Except, looking at the RIF regulations, there is no way for RIFs to be accomplished while the government is shutdown -- not unless you are going to bring a number of workers back to perform the RIFs. To quote from the
OPM policy pages, "An agency must use the RIF regulations before separating or demoting an employee because of an organizational reason such as reorganization, including lack of work, shortage of funds, insufficient personnel ceiling, or the exercise of certain reemployment or restoration rights. In fact, virtually all RIF actions are the result of a reorganization (e.g., the agency reorganizes as the result of a shortage of funds, lack of work, restructuring, etc.)."
As such, unless the plans for reorganization, for basically every department in the government, are already in place and were started to be implemented before the shutdown there seems to be little chance that a RIF could be successfully made. This becomes even more true with the short lead time between when Trump made the decision to shut down the government and the government being shut down (and if they had been made, it likely would be reported on now).

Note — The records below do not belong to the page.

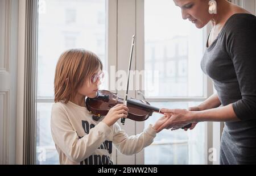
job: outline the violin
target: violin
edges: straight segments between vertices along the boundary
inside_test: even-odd
[[[87,109],[98,119],[102,116],[106,115],[109,110],[116,104],[123,104],[123,99],[118,97],[116,93],[101,90],[98,91],[96,97],[88,97],[85,103]],[[144,121],[151,116],[153,112],[163,114],[159,108],[151,106],[146,100],[128,99],[127,107],[129,110],[127,118],[134,121]],[[191,127],[191,124],[181,128],[189,128]]]
[[[146,100],[129,99],[127,103],[129,110],[127,118],[134,121],[144,121],[154,112],[163,114],[160,112],[159,108],[151,106]],[[116,104],[123,104],[123,99],[118,97],[116,93],[101,90],[98,91],[96,97],[88,97],[85,103],[88,110],[100,118],[101,116],[106,115],[109,110]]]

The fact remains, RIF is a process that needs to be completed and, without the people at work completing the process, it would appear that legally the required process cannot be completed. Now, I'll admit, there is a great deal of law that covers the RIF regulations and process (5 U.S.C. 3501-3503) and I don't have the time or inclination to read though all of that to find what loopholes and exceptions there are. From what I'm reading, however, it does not appear to be legally possible to do a RIF based solely on this shutdown.